If you are a scientist, you are familiar with the following type of research collaboration: a lowly student collects the data, crunches the numbers and plots the data. Other collaborators—such as the professor—merely comment on the tables and plots. Similarly, the CEO sees the pie chart, while the assistant crunches the numbers. That is vertical collaboration: you clean the basement and I will clean the main floor.
Yet, reliable data analysis requires horizontal collaboration. Indeed, there are downsides to task specialization:
- By never looking at the data, senior scientists and managers rely on experience and hearsay. Their incoming bandwidth is dramatically reduced. Nature is the best coauthor. Consider how the best American spies were fooled prior to 9/11 while all the data to catch the terrorists was available. Bandwidth is a requirement to be smart.
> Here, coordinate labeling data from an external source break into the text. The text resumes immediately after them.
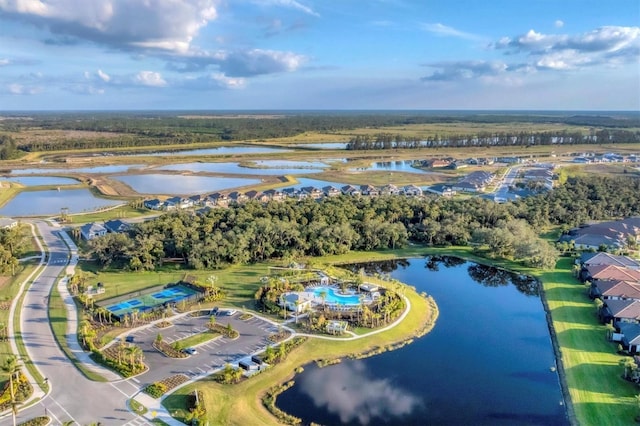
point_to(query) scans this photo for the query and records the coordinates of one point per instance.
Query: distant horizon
(312, 55)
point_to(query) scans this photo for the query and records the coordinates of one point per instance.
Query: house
(630, 336)
(369, 190)
(154, 204)
(177, 203)
(331, 191)
(337, 327)
(238, 197)
(610, 273)
(604, 258)
(389, 189)
(412, 191)
(296, 302)
(441, 189)
(615, 290)
(117, 225)
(91, 230)
(621, 311)
(218, 199)
(351, 190)
(8, 223)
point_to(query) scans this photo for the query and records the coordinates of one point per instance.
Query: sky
(319, 54)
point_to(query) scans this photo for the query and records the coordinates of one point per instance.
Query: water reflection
(348, 391)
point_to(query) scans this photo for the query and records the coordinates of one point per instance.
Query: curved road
(72, 397)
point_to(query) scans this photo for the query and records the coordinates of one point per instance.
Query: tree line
(383, 141)
(158, 128)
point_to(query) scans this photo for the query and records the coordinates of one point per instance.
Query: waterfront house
(92, 230)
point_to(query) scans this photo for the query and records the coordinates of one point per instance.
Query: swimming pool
(150, 301)
(333, 297)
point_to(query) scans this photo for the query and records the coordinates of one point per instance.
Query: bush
(156, 389)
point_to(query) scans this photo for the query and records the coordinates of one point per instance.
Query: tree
(11, 367)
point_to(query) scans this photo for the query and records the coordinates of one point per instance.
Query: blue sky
(319, 54)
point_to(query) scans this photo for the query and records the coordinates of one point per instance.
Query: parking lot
(254, 333)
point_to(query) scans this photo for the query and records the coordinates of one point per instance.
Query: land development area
(327, 268)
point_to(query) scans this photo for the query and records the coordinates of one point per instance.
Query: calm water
(270, 168)
(182, 185)
(487, 361)
(42, 203)
(42, 180)
(98, 169)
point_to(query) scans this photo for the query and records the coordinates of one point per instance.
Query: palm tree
(11, 367)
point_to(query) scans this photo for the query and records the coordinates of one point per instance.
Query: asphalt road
(72, 397)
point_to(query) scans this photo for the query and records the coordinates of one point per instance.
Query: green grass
(196, 339)
(58, 322)
(240, 404)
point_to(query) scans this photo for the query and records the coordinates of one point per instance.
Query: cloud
(446, 31)
(151, 24)
(346, 390)
(610, 45)
(465, 70)
(293, 4)
(149, 78)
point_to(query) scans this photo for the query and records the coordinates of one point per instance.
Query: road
(72, 397)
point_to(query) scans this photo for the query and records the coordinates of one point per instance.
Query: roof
(611, 272)
(631, 332)
(602, 258)
(629, 309)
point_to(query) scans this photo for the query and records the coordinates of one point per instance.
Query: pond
(97, 169)
(488, 360)
(182, 185)
(392, 166)
(41, 180)
(43, 203)
(222, 150)
(267, 168)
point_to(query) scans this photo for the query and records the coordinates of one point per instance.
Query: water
(43, 203)
(42, 180)
(392, 166)
(182, 185)
(97, 169)
(223, 150)
(487, 361)
(267, 168)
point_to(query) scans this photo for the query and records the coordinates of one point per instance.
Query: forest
(253, 232)
(122, 130)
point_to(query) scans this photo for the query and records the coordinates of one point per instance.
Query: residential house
(8, 223)
(154, 204)
(238, 197)
(351, 190)
(117, 225)
(412, 191)
(91, 230)
(331, 191)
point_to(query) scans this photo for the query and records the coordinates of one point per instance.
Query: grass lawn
(196, 339)
(240, 404)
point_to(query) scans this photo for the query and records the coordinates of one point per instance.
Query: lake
(182, 185)
(41, 180)
(270, 167)
(488, 360)
(42, 203)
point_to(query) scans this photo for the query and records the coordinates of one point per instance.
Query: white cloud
(149, 78)
(104, 76)
(156, 24)
(444, 30)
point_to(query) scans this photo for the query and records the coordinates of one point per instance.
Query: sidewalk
(72, 317)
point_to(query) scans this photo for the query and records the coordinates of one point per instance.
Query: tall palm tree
(11, 367)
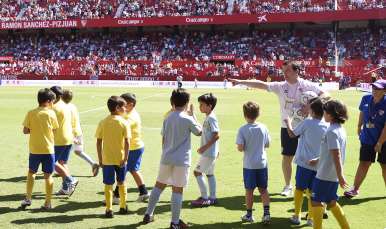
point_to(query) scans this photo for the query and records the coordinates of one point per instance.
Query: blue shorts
(62, 153)
(134, 159)
(324, 191)
(255, 178)
(288, 144)
(109, 172)
(47, 160)
(304, 178)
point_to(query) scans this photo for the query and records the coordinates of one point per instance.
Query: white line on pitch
(235, 132)
(352, 108)
(106, 106)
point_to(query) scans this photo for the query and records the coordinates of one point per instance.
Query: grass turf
(85, 209)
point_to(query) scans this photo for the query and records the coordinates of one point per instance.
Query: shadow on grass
(21, 197)
(67, 206)
(356, 200)
(125, 226)
(234, 203)
(62, 219)
(5, 210)
(275, 223)
(21, 179)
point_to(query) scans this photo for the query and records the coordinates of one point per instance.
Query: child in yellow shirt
(41, 124)
(115, 133)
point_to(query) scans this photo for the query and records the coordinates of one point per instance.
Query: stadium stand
(93, 9)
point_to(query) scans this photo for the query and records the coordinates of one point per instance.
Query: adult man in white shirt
(288, 93)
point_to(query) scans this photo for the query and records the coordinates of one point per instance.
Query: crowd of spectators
(265, 46)
(358, 43)
(94, 9)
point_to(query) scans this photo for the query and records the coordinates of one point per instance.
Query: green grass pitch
(85, 208)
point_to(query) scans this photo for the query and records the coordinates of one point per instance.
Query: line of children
(120, 136)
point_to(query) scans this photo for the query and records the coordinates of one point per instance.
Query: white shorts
(177, 176)
(205, 165)
(77, 147)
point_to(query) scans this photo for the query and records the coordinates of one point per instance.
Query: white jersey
(294, 91)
- When a single person crunches the numbers, hard-to-detect errors creep in. The problem is serious: Ioannidis showed that most research findings are wrong.
- With nobody to review the source data, the sole data analyst is more likely to cheat. Why rerun these tests properly, when you can just randomly dismiss part of the data? People are lazy: when given no incentive, we take the easy way out.
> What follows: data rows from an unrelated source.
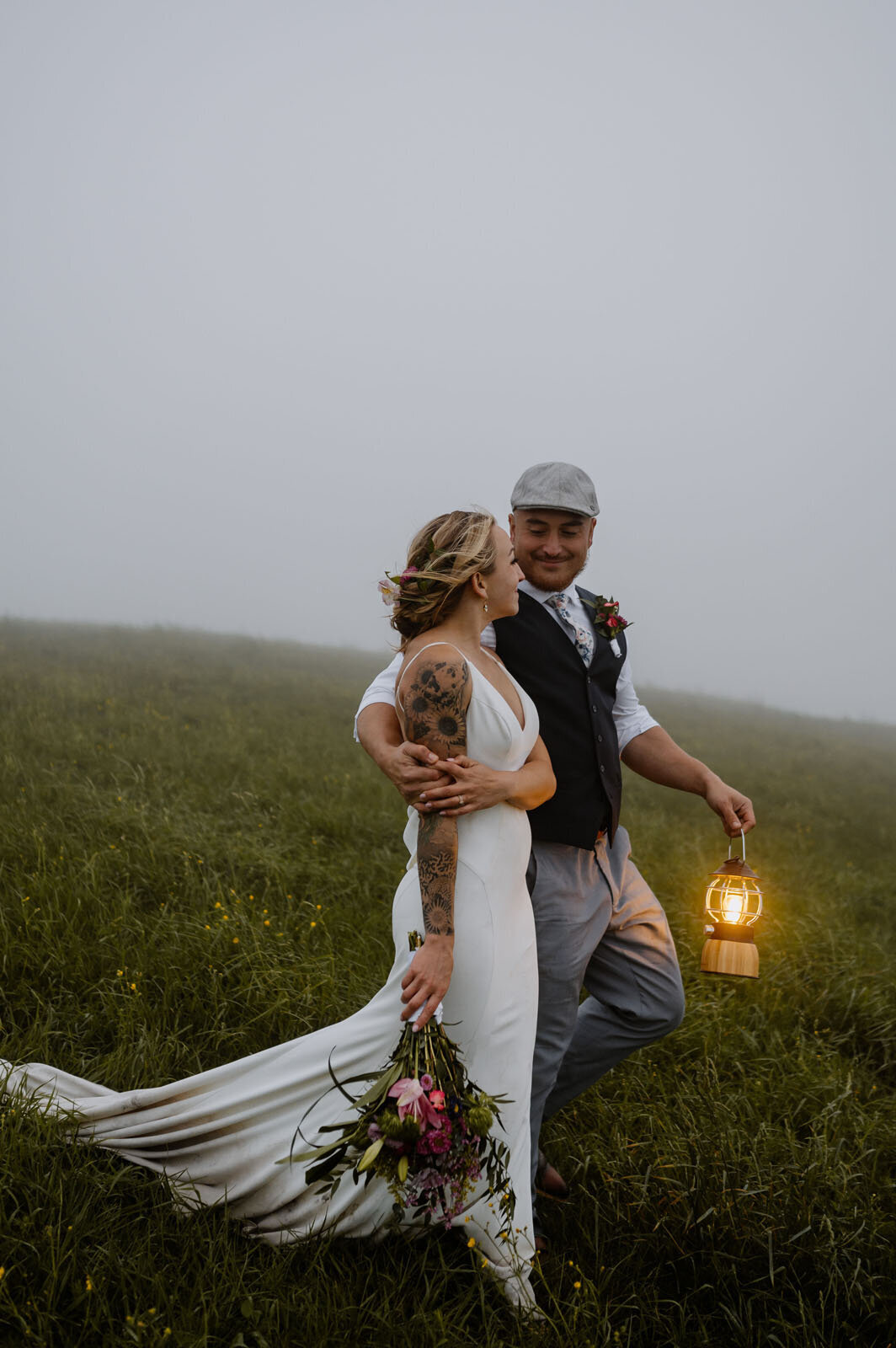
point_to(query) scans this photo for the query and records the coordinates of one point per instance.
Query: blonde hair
(444, 556)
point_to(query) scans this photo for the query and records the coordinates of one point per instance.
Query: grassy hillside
(197, 862)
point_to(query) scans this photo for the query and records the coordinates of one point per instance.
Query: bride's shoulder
(435, 666)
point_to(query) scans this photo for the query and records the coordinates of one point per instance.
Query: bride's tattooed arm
(435, 698)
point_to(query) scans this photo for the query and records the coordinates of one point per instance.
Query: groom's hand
(733, 809)
(408, 768)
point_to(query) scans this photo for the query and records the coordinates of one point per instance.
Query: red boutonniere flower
(606, 619)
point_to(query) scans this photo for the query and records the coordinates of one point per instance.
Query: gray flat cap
(556, 487)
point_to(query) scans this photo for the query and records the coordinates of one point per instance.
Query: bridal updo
(444, 556)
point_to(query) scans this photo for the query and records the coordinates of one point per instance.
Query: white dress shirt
(630, 718)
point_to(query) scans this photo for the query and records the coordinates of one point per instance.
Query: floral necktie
(584, 637)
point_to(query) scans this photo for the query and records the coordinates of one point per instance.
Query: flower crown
(395, 586)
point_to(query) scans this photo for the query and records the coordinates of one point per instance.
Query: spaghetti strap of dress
(428, 647)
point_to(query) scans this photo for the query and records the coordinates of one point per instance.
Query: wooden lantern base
(739, 957)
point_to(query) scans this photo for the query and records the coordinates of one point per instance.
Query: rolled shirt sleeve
(630, 718)
(381, 689)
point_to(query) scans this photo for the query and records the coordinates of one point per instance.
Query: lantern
(733, 905)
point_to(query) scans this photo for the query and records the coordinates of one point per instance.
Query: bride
(219, 1136)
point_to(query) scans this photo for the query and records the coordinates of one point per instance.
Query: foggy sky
(280, 281)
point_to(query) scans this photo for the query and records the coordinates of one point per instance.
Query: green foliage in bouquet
(424, 1129)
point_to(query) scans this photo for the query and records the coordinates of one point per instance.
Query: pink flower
(411, 1100)
(440, 1139)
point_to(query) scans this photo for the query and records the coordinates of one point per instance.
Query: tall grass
(197, 862)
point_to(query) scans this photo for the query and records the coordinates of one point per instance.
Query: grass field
(732, 1185)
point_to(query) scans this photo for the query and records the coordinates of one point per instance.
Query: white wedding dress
(220, 1136)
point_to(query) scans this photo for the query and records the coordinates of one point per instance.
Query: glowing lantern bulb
(733, 903)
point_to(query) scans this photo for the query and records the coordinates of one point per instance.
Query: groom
(599, 927)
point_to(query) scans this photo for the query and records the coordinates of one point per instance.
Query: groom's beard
(552, 577)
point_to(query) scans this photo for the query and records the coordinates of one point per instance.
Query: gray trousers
(599, 927)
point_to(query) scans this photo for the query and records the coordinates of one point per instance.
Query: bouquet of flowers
(424, 1129)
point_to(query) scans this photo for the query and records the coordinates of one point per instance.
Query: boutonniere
(606, 619)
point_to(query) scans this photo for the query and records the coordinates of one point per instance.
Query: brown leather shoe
(549, 1181)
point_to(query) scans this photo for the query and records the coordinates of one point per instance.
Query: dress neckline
(487, 680)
The common justification for task specialization is that senior researchers and managers do not have the time. Yet, 30 years ago, researchers and managers did not type their own letters. Improve the tools, and reduce task specialization.
With Sylvie Noël, I decided to have a closer look. My preliminary conclusions are as follows:
- There are adequate tools to support rich collaboration over data analysis. Collaboratories have been around for a long time. We have the technology! Yet, we may need a disruption: inexpensive, accessible and convenient tools. The current migration tower Web-based applications might help.
- Given a chance, everyone will pitch in. To make our demonstration, we collected user data from sites such as IBM Many Eyes and StatCrunch. We then ran an Ochoa-Duval analysis. We find that the network of users within web-based data analysis tools is comparable to other Web 2.0 sites.
As a database researcher, I think that further progress lies with loosely coupled data (no big tables! no centralized tool!) and flexible visualization tools (stop the pie charts! go with tag clouds!). I am currently looking for new research directions on this problem, any idea?